The other night I attended the Nickelback concert at the Honda Center in Anaheim.  While at the after party, I ran into an entertainment professional, Sean-E Demott, who is the Head of Content for Guvera, has headed up A&R for Republic Records, manages and consults and advises for loudbytes (http://www.loudbytes.com).  He just recently spoke at a symposium on the evolution of media in the digital world (http://www.bmi.com/panel).

Interviewed by Kaylene Peoples (boldface)
Responses by Sean-E Demott

Sean-E, could you share with our readers the direction the music industry is headed?
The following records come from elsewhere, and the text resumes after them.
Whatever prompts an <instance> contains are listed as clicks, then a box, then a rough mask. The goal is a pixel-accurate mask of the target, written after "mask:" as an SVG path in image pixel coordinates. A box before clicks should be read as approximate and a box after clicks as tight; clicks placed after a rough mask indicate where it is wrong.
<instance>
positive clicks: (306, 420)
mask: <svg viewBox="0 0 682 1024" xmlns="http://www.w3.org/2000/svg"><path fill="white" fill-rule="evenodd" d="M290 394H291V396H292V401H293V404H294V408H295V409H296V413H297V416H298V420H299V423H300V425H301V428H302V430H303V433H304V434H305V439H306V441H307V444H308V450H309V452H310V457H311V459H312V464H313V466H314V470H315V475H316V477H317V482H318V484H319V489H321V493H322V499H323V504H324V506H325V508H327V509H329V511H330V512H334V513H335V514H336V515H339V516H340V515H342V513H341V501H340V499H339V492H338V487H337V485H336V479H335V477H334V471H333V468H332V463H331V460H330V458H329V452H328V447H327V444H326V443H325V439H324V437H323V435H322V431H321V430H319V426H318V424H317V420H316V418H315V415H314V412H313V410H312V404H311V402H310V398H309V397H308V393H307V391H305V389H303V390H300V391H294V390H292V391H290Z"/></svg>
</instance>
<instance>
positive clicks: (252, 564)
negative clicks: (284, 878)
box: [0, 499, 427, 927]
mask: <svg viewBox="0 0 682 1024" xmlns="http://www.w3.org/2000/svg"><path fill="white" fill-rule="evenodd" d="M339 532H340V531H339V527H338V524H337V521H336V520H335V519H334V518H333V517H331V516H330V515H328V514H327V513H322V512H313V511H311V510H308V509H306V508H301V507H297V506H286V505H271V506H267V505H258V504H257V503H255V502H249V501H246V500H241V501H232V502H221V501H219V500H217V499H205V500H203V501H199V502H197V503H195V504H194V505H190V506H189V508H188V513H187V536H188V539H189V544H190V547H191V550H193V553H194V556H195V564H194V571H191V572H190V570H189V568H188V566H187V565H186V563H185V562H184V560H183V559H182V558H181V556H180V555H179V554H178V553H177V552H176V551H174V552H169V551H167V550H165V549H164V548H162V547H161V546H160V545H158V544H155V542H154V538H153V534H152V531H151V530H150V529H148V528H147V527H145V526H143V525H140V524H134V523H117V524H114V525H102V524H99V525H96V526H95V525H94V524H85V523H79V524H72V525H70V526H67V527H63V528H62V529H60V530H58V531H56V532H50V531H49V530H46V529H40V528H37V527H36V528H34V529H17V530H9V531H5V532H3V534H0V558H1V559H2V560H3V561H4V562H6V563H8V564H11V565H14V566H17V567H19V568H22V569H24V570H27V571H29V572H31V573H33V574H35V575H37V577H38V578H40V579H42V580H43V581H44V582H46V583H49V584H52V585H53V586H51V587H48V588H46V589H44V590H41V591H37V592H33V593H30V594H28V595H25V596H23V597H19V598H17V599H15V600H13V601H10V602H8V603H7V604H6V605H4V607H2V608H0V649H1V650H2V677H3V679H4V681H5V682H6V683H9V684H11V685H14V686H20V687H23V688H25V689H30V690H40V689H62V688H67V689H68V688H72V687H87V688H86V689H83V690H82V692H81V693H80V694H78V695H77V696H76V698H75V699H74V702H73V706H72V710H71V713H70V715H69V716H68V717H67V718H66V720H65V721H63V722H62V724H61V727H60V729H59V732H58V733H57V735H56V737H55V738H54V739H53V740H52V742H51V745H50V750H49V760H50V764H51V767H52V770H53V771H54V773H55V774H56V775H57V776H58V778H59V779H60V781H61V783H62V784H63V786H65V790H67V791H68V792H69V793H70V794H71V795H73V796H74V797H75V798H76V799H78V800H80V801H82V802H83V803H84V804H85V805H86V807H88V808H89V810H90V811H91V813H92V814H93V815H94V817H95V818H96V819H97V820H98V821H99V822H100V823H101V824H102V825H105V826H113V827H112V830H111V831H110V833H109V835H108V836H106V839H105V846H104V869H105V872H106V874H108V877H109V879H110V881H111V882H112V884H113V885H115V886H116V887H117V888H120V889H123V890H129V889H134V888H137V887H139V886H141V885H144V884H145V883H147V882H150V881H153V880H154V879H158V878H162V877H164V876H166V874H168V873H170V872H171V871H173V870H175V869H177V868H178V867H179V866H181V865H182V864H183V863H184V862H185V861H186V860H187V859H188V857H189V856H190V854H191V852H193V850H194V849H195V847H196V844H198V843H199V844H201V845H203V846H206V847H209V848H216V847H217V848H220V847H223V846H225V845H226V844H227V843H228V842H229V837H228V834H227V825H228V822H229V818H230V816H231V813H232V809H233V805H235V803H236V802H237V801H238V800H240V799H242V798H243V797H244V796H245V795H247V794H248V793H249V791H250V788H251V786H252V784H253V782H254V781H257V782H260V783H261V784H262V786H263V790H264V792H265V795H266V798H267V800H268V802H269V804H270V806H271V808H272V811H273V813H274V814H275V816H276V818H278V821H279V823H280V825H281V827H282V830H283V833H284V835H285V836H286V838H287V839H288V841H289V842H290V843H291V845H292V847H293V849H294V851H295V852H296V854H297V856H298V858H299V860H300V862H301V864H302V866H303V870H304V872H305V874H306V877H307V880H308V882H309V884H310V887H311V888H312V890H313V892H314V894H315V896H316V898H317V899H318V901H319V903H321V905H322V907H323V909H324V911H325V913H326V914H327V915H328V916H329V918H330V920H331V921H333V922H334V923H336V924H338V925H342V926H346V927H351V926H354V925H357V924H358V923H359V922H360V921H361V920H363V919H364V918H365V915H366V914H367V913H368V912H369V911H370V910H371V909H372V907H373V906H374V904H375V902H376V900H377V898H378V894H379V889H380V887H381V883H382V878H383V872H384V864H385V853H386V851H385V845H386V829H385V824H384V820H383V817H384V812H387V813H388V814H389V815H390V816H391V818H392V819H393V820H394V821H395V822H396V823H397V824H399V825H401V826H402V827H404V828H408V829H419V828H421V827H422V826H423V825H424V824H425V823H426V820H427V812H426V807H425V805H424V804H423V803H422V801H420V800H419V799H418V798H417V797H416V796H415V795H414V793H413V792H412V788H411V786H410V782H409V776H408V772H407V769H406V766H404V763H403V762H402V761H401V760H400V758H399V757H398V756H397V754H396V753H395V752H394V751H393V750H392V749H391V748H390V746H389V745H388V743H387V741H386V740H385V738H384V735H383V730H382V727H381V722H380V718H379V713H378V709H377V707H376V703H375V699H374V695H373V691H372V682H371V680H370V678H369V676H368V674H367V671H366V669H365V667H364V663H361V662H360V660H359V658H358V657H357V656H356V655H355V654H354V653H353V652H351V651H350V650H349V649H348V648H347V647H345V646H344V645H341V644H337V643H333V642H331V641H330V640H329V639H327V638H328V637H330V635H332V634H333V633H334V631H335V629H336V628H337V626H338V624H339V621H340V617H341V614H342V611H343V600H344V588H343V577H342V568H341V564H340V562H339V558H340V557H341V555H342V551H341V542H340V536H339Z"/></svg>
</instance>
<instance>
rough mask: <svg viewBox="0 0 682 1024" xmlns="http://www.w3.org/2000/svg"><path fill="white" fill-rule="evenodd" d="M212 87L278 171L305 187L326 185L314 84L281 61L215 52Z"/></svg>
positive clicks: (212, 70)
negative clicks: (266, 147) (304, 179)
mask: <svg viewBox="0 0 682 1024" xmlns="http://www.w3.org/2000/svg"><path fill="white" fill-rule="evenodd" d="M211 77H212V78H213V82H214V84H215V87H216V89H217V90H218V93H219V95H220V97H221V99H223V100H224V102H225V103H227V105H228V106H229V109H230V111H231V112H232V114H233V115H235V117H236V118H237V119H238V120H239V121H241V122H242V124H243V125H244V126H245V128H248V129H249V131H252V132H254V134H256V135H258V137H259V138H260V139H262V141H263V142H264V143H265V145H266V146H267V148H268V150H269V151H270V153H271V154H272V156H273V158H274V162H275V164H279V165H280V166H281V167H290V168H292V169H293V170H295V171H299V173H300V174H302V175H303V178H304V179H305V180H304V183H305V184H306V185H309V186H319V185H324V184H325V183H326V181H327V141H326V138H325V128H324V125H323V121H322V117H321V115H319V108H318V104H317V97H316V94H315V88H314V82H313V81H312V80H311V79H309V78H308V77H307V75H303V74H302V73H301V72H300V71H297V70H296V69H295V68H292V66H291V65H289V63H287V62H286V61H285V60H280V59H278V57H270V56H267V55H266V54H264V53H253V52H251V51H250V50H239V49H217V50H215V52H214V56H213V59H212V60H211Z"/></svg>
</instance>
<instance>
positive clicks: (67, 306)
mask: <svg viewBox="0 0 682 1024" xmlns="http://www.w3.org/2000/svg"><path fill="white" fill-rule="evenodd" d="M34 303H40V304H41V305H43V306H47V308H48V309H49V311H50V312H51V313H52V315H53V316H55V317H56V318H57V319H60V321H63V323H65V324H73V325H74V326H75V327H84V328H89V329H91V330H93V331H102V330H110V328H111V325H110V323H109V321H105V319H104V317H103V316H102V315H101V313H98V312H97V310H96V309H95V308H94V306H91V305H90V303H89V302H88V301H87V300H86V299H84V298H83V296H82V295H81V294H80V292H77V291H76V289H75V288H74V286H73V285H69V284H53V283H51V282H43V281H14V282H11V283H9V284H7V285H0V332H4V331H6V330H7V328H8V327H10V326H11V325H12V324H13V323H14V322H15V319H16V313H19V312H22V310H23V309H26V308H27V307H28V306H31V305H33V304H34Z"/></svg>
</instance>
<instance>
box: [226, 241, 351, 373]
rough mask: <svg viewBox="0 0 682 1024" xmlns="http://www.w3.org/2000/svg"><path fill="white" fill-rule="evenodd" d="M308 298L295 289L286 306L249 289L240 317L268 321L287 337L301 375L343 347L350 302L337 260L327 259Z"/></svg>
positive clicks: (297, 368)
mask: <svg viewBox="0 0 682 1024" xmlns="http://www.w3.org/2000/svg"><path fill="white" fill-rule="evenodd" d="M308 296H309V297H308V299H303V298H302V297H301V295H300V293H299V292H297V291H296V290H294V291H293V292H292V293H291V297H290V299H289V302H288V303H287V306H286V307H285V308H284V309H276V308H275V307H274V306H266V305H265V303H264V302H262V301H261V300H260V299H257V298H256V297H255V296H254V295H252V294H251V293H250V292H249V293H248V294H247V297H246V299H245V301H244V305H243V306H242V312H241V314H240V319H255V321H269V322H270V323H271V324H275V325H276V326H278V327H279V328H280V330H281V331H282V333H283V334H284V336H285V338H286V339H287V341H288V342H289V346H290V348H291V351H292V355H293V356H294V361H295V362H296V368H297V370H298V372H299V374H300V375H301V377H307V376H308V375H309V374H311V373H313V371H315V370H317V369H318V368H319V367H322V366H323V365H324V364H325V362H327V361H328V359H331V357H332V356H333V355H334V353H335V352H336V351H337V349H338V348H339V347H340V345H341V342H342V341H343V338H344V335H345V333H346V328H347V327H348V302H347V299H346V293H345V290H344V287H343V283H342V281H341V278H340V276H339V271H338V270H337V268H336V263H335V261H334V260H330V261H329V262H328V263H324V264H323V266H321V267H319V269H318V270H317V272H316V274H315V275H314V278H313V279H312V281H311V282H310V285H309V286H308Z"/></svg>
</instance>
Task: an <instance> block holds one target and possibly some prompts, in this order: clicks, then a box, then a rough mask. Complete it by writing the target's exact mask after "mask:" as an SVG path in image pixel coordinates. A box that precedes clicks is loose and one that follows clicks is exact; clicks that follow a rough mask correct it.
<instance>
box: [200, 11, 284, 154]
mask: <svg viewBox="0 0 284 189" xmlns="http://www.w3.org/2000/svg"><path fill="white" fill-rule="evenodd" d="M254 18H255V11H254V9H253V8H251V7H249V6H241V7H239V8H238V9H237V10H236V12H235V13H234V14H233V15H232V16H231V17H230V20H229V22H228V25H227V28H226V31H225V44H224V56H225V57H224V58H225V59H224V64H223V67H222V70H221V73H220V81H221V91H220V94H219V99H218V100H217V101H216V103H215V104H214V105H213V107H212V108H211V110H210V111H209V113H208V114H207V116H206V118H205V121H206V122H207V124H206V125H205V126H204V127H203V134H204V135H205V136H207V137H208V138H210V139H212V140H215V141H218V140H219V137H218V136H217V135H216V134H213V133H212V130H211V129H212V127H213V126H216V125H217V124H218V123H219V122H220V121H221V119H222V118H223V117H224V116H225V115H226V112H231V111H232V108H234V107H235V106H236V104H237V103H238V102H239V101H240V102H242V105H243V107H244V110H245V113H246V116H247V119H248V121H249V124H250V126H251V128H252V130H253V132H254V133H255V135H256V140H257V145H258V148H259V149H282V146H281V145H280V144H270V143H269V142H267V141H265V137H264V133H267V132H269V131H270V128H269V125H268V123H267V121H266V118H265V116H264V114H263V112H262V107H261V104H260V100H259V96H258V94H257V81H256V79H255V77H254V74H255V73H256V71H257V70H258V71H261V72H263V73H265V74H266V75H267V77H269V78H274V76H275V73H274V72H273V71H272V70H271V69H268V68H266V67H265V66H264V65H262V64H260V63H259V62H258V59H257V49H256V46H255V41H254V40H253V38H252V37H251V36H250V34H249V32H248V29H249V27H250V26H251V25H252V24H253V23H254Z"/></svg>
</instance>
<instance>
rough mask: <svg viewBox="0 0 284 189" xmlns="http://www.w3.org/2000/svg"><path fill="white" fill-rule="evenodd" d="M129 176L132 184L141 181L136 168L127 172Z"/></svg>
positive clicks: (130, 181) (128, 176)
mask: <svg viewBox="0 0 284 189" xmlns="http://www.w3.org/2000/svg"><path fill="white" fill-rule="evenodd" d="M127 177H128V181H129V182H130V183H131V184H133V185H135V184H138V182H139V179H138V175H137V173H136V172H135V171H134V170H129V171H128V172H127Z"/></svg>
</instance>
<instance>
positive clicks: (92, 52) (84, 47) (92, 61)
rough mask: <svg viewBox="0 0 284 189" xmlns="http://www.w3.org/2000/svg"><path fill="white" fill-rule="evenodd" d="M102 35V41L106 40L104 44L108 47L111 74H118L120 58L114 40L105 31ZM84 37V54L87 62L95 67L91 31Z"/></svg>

I just spoke on a panel at Digital Hollywood.  My specialty was intellectual property.  Guvera made a blanket deal with Universal, EMI, INgrooves (www.ingrooves.com), and The Orchard (www.theorchard.com).  We have about 4 million songs on our site and about 125,000 users.  You can come to the site and get music for free, but the artist gets paid by companies like McDonald’s, Sprite, Levi’s, etc.  We get money from corporate sponsors, and they open up their own station or channel on the website.  You can come and get the new Lady Gaga song and get Levi’s or Sprite to pay for it, and you the artist get paid the exact same way that you would on iTunes, except that the consumer gets it for free.  Since everyone is getting music on the bit torrent sites, our motto is, “Take it from us for free and we pay,” but the guy who’s really writing the check is the advertisers.